Efficient Processing of Image Sequences with Krylov Subspace Recycling

Mentor: Lucas Onisk

Learning underlying images from noisy and blurry observations leads to large-scale linear least squares problems that are challenging to solve because of their size and ill-posedness. The associated least squares problem cannot be solved directly, even for a moderately sized image. As such, iterative methods are the preferred solvers as they can also address the ill-posedness of the problem. However, applying iterative methods frame-by-frame to image sequences is inefficient, especially when both the spatial and the temporal resolution is high, as is desired, for example, in dynamic magnetic resonance imaging (MRI) or computer tomography (CT). This project aims to develop accelerated iterative reconstruction methods for linear discrete ill-posed problems stemming from sequences of images through a combination of Krylov subspace methods and recycling strategies.

Bridging Neural ODEs and Image Registration

Mentor: Lars Ruthotto

Given two or more images, image registration aims to find transformations that align corresponding features in those images. This is an ill-posed problem since it is usually impossible to find a unique mapping. Image registration is commonly phrased as a nonlinear optimization problem that seeks to minimize the distance between a reference image and the transformed template image subject to some regularization that encodes prior knowledge about the transformation. We will develop new numerical algorithms for efficiently solving large-scale instances of the nonlinear optimization problem by leveraging advances from stochastic optimization and neural ODEs.

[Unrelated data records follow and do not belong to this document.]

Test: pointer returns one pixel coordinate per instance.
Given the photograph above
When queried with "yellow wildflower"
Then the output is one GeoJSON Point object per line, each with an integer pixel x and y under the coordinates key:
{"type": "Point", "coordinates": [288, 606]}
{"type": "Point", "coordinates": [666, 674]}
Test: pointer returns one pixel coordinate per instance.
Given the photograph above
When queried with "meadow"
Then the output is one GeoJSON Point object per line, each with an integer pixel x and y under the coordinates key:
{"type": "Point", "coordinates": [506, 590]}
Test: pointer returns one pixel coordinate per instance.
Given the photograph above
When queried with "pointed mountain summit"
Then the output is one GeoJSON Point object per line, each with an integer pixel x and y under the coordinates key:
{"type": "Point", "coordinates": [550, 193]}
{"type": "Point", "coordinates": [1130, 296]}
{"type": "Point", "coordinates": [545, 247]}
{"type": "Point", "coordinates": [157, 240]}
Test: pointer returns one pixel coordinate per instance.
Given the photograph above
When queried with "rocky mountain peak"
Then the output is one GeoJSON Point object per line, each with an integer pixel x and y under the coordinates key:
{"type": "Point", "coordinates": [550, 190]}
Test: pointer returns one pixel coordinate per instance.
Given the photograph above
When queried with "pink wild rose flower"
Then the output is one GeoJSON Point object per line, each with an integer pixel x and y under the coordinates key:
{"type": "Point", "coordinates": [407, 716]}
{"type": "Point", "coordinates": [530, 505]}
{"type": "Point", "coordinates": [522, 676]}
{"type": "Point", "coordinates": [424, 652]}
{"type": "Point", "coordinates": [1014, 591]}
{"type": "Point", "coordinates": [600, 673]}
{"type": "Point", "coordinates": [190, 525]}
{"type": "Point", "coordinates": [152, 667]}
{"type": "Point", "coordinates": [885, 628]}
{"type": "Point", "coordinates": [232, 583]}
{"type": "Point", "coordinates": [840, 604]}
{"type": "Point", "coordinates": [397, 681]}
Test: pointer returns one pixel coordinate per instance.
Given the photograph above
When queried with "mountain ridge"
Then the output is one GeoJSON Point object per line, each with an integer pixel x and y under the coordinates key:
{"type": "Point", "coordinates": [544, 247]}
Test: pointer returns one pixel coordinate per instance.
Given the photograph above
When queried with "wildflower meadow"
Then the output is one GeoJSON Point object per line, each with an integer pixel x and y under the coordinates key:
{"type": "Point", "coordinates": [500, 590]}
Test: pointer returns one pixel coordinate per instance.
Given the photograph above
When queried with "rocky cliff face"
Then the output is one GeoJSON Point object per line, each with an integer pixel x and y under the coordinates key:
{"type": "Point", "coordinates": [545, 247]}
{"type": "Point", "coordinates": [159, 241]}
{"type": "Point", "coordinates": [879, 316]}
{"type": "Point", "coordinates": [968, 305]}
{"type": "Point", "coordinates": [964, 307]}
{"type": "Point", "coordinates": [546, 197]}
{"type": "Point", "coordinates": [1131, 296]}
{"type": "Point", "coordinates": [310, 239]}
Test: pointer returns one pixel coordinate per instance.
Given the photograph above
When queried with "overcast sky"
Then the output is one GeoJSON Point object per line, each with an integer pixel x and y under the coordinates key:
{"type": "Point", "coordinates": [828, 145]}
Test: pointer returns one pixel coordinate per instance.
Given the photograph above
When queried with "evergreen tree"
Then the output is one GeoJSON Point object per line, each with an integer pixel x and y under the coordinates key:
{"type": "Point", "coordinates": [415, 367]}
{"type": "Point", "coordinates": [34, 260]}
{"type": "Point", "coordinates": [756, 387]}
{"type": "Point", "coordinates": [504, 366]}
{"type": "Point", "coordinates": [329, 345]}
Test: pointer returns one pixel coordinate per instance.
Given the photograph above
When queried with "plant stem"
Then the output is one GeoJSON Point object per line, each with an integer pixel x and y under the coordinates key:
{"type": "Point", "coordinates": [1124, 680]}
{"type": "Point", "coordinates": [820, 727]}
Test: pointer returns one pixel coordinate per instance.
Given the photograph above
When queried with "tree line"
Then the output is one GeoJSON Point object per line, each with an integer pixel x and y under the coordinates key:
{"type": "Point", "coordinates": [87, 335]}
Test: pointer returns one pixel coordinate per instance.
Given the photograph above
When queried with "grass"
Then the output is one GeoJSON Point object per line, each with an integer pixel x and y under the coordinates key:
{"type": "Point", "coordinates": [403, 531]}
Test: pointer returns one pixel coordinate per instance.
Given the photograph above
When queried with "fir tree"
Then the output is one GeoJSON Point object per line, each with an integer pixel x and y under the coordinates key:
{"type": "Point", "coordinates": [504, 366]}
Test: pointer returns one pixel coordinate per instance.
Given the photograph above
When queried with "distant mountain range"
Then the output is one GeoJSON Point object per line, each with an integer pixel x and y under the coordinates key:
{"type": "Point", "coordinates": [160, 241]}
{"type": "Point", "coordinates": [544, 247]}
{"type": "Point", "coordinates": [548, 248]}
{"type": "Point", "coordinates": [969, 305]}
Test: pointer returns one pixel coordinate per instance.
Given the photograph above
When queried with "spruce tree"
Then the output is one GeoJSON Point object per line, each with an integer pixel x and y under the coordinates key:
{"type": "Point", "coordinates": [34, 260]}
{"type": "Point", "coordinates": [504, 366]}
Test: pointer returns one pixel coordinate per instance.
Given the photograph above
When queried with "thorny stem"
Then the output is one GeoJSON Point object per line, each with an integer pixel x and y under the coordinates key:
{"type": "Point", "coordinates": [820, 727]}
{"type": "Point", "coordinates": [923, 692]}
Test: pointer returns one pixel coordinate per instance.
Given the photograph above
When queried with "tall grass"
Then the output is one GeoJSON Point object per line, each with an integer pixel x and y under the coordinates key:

Estimating the Latent Dimension of Data

Mentor: Mikhail Lepilov

It has been observed in a multitude of settings that distributions of “real-world” data observed in a high-dimensional space, such as the set of handwritten digits or the set of images of a rubber ducky, may often be approximated extremely well by another, latent distribution in a lower-dimensional space. Various generative models attempt to fit a latent distribution to a given set of data, which is assumed to be a set of i.i.d. samples from the high-dimensional distribution. Variational autoencoders (VAEs) comprise one popular approach of obtaining such a model by restricting the choice of latent distribution and using an empirical version of KL divergence as the measure of goodness of fit. A key step in this approach involves using a neural network to take values from the latent distribution to the parameters of the large distribution. Despite the popularity of VAEs, however, relatively little theory is available to help choose the dimension of the latent distribution. The modeling process may thus be inefficient due to a poor initial choice of latent dimension, which would then require a whole new set of computations. In this project, we will address this inefficiency by finding a priori estimates for the dimension of the latent space from the starting data.